14 KiB
Architecture Decision Record: Fleet Device Secret Access via Zitadel JWT
Initial Author: Jean-Gabriel Gill-Couture
Initial Date: 2026-06-01
Last Updated Date: 2026-06-01
Status
Proposed
Context
Fleet agents on devices need to read per-deployment secrets (image-pull
credentials, application secrets, etc.) from OpenBao. The agent already
holds one durable secret: a Zitadel machine-user JWT keyfile dropped by
FleetDeviceSetupScore. That key is the basis for the agent's existing
NATS authentication (nats/callout validates the Zitadel-minted access
token; fleet/harmony-fleet-auth/src/credentials.rs mints it via the
RFC 7523 JWT-bearer flow).
Three requirements shape the design:
-
No new device-side secret. The Zitadel machine key is already the single root of trust on a device; the secret-access path must derive from the same key, not introduce a second one.
-
Per-deployment isolation, enforced cryptographically. A device enrolled in deployments A and B reads only
A's andB's secrets. A device that hosts no deployments reads nothing. The device cannot widen its own scope — only the operator can change membership. -
Cross-project safety. A second Zitadel project (a different tenant, a different fleet, a malicious org) must not be able to produce a token that OpenBao accepts. The trust boundary is the project, not the deployment.
The kubelet analogy is the architectural north star: the agent is a small runtime that learns its workload (and the credentials needed to run it) from a control-plane authority. The agent never decides what it is allowed to run or read; it presents a signed identity and the infrastructure decides.
Decision
Three coordinating pieces.
1. OpenBao JWT auth bound to the Zitadel project
OpenBao's JWT auth method validates incoming tokens against Zitadel's OIDC discovery URL (JWKS). One auth role per fleet, configured against one Zitadel project:
bound_issuer = <Zitadel issuer URL>
bound_audiences = <Zitadel project ID>
bound_claims = { "urn:zitadel:iam:org:project:roles": "fleet-device" }
user_claim = sub
groups_claim = deployments
bound_audiences is the project boundary. A token minted in any other
Zitadel project has a different aud claim and is rejected before any
membership claim is read. This is the same defense
nats/callout/src/zitadel.rs already applies via set_audience.
groups_claim = deployments instructs OpenBao to read the JWT's
deployments array and bind the resulting Vault token to one external
group per element. Each external group carries a per-deployment policy
granting read on harmony-fleet/data/<deployment-id>/*.
2. Operator-managed Zitadel metadata as the membership source of truth
The fleet operator is the only writer of user.metadata.deployments
on each device's Zitadel machine user.

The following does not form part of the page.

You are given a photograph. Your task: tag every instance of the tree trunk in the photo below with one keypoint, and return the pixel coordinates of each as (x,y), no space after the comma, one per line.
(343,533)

A Zitadel post-token-creation
Action copies that metadata into a top-level deployments claim on
the access token. The device never touches its own metadata.

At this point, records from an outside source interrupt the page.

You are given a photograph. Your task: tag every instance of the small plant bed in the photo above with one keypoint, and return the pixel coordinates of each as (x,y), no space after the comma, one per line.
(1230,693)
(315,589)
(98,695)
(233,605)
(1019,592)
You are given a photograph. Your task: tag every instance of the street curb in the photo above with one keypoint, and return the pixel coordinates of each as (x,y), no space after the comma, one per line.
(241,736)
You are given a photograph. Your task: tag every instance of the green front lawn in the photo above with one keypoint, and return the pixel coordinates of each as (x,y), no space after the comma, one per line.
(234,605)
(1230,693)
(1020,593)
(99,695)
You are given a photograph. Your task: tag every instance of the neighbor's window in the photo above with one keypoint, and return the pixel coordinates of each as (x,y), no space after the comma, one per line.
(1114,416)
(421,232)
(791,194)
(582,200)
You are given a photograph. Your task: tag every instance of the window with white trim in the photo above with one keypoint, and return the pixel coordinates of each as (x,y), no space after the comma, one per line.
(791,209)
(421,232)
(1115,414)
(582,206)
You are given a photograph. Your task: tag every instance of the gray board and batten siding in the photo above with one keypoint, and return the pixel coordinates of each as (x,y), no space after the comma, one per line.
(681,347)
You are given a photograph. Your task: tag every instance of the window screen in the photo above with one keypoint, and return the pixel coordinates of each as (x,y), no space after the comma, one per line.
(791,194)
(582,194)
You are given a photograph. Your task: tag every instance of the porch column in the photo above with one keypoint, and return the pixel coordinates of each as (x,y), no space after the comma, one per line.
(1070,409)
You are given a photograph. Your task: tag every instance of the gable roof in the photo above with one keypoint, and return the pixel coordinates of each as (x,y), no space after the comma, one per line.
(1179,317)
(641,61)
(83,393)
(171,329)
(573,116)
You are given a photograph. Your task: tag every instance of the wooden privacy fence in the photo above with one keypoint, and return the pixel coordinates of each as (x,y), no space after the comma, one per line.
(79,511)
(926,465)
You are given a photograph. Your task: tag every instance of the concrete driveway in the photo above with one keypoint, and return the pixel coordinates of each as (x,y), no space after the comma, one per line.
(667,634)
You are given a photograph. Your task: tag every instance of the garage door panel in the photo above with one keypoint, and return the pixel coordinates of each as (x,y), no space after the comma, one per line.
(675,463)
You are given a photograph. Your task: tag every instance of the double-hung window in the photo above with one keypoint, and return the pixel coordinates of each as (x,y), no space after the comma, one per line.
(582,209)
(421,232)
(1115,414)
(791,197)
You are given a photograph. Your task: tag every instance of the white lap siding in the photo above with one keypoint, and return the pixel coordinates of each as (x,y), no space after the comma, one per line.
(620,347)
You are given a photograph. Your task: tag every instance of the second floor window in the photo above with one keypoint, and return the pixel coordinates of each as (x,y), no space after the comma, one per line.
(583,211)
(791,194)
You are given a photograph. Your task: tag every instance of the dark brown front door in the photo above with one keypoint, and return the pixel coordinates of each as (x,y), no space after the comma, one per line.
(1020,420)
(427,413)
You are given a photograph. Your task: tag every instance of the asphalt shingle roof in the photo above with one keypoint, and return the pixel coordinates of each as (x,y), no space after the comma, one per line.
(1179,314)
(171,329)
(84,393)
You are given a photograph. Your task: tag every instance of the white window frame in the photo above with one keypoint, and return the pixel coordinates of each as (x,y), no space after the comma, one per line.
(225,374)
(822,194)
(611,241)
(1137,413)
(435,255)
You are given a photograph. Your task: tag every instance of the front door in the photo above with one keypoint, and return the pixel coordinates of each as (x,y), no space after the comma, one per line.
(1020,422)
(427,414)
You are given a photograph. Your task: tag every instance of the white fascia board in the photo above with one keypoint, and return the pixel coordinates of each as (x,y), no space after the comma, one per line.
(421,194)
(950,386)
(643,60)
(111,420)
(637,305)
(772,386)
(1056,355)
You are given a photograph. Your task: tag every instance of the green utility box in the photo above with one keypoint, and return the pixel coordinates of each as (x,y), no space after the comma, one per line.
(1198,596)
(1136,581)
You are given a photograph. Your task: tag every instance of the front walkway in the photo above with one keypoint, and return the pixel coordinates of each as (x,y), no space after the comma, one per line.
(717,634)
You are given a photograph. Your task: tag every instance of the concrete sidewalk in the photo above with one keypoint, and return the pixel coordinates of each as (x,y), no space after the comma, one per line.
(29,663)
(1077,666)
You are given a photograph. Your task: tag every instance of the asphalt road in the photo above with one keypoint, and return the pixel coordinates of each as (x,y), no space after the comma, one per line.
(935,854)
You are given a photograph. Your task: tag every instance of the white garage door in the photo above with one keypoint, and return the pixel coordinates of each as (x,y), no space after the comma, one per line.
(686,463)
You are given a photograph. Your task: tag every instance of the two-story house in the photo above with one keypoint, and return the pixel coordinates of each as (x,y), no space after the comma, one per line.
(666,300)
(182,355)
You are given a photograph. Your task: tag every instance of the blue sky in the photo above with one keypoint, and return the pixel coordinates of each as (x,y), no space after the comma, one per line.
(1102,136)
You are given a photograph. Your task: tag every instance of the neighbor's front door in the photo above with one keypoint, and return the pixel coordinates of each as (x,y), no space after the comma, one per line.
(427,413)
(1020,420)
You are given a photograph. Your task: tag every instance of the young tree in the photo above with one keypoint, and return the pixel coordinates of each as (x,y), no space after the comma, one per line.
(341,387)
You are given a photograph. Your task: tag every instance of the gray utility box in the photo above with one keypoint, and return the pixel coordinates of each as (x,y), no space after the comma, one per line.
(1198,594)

When a new Deployment CR is observed in Kubernetes, the operator
executes three writes in a strict order:
- Zitadel metadata — append the deployment ID to the device's
deploymentsarray (per device targeted by the deployment). - OpenBao external group + policy — upsert
identity/group/<deployment-id>(type=external, alias matching the JWT-auth accessor) and policyfleet-deployment-<deployment-id>grantingreadonharmony-fleet/data/<deployment-id>/*. - NATS desired-state — publish
desired-state.<device-id>.<deployment-id>with the workload score.

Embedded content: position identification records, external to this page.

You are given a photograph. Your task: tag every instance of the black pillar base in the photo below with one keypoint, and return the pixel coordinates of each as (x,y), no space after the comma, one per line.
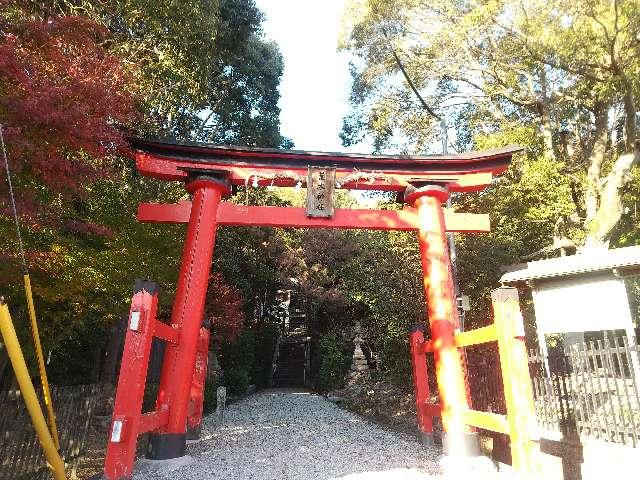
(461,444)
(427,439)
(163,446)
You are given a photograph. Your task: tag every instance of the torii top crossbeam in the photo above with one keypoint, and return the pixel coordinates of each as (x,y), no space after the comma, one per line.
(463,172)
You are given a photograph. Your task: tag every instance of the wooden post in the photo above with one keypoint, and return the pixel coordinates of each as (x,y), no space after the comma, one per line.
(458,438)
(421,383)
(196,400)
(188,310)
(521,415)
(127,410)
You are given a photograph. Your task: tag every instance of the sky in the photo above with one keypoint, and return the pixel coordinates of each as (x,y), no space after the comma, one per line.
(315,88)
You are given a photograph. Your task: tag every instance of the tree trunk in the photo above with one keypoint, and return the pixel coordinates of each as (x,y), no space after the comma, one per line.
(596,158)
(609,212)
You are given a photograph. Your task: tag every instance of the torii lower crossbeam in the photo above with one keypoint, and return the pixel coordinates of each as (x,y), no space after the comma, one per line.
(230,214)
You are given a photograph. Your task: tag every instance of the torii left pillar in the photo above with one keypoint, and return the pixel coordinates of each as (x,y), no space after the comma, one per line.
(176,379)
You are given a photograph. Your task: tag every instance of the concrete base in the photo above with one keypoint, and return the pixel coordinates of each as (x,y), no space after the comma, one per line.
(194,433)
(461,445)
(146,466)
(164,446)
(427,439)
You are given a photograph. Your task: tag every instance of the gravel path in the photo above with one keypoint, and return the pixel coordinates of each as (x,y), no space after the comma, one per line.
(291,435)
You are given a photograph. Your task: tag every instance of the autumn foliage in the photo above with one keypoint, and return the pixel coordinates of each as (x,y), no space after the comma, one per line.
(223,308)
(63,100)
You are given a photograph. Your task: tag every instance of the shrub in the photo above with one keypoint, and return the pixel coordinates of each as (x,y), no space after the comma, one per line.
(334,360)
(237,361)
(211,393)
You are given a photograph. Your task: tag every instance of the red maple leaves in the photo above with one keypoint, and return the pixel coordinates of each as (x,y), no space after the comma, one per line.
(63,100)
(223,307)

Reversed, the agent could see the desired-state, attempt a re-auth, and find the deployment missing from its claims — a "permission denied for a deployment I was told to run" race that is confusing to debug and weakens the trust story. Trust state always precedes the workload signal.
Removal runs in reverse: NATS delete → (optional) group/policy delete →
metadata removal. Currently-cached Vault tokens retain access until
their short TTL expires; explicit revocation is available via
bao token revoke on the device's accessor if hard revocation is
needed.
3. Client side: JWT-bearer in harmony_secret, refresh before reconcile in the agent
The agent does not grow a new secrets client. Per ADR-020,
harmony_config is the unified config+secret entry point and already
wraps OpenBao via harmony_secret::OpenbaoSecretStore. The missing
piece is auth: OpenbaoSecretStore supports env token, cached token,
Zitadel OIDC device flow (humans), and userpass — but not Zitadel
JWT-bearer for headless machine identity.
Three additions:
- A fifth rung on
OpenbaoSecretStore's auth ladder takes a Zitadel machine keyfile + Bao JWT role + audience, mints via RFC 7523, and POSTs to/v1/auth/jwt/login. - The pure minting moves to
harmony_zitadel_authso NATS and OpenBao auth share one implementation (Rule of Three: NATS callout- OpenBao auth = two real consumers).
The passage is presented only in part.